デニロ

私たちの青春、台湾のデニロのレビュー・感想・評価

私たちの青春、台湾(2017年製作の映画)
4.0
沢木耕太郎のノンフィクションを読んでいると、対象に密着しつつ仕舞いは観察者沢木耕太郎の思いが滲み出てもはや私小説ではないかと思うことがある。本作の監督傅楡(フー・ユー)の姿にそれを感じる。尤も沢木耕太郎は意識的に行っているのだが、本作の作者はそれと気付かぬうちに陥穽に陥ってしまう。でも、それが青春というものだ。本作は、傅楡の「私の青春」と言うべき作品だ。

傅楡は、ふたりの大学生に興味を持ち彼らの活動をカメラにとらえる。ひとりは台湾の学生活動家。少しばかりチャラい雰囲気の陳為廷(チェン・ウェイティン)という活動家。幾度も立法院に突入を企て失敗を繰り返す。そんなことをしてもと、彼の姿を批判的に捉えていくのだが、ある日、彼は突入に成功してしまう。突入の理由は中華人民共和国との「サービス貿易協定」という代物。彼の国に呑み込まれ自由と民主主義がなくなってしまうのでは、という危機感が台湾人を襲うのだ。突入の場にいなかった傅楡はそれを悔やみ、その後、彼と行動を共にする。もうひとりは、中華人民共和国からの留学生蔡博芸(ツァイ・ボーイー)という大学生。彼女のブログは自由と民主主義に根差したもので、台湾に根付いている自由と民主主義の在り方を発信している。本国でもそれは受け入れられ書籍を発刊したりする才人。運動を通じて陳為廷と蔡博芸は巡り合う。
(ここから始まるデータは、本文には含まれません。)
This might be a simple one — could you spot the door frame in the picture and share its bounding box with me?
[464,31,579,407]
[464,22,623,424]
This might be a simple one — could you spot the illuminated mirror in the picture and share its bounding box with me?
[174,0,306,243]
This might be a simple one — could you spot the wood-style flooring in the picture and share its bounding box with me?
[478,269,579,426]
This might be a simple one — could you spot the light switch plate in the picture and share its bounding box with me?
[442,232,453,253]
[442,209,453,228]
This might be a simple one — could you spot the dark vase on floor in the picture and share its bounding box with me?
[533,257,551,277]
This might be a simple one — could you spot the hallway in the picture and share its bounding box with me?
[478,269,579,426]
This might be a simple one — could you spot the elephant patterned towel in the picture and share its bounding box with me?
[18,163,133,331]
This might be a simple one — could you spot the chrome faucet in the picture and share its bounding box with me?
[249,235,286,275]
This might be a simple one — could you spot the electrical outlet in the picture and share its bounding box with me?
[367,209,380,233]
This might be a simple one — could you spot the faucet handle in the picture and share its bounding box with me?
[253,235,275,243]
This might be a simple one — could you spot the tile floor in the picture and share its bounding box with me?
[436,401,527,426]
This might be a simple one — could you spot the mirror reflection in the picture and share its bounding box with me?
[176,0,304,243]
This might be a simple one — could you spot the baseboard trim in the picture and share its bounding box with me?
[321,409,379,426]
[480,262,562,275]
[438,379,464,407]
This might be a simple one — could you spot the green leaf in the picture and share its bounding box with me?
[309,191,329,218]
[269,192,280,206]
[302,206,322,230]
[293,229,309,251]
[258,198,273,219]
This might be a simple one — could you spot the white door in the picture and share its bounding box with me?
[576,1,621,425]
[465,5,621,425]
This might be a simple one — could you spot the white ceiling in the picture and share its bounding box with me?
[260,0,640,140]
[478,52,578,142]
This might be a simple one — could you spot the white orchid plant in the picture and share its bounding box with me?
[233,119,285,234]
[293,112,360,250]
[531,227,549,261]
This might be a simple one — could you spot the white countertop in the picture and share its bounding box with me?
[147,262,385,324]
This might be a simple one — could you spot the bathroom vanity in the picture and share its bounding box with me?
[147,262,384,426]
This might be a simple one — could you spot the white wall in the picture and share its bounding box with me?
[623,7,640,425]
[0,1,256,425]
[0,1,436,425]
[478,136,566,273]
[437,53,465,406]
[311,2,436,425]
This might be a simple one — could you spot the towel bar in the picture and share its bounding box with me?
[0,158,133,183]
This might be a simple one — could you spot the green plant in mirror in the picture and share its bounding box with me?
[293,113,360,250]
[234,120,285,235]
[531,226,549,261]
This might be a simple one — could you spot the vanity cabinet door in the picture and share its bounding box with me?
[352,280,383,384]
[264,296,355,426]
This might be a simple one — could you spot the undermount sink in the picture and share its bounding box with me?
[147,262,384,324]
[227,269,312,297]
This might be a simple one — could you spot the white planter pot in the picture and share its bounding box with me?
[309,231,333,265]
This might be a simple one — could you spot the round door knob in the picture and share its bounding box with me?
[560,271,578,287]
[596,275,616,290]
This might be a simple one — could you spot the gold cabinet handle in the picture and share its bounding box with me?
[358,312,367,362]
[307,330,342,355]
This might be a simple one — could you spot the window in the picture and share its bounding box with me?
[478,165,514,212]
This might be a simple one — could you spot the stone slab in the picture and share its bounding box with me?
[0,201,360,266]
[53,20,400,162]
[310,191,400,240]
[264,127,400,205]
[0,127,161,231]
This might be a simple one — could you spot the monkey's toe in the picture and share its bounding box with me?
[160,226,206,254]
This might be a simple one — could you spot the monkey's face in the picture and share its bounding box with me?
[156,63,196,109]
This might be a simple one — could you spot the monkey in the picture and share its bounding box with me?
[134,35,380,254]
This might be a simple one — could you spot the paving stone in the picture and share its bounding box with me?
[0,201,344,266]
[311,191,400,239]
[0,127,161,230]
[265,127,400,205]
そのふたりに傅楡は希望を持つのだ。彼らなら世界を変えてくれる。

誰しも目的をもって生きていこうとするのだがそれは地平線に向かって歩いていくようなもので、実に虚しくなるものなのだが、でもね、と思う。結果ばかりを求めるのではなく目的そのものを探求していくことが尊いのではないか。

そしてこのふたりの若者の目的がどんな始末になったのか、若い彼らの物語はまだまだ続くと思うのだが、その彼らふたつの途中経過のロクでもない挫折を踏まえ傅楡は自分の思いを知ることになるのです。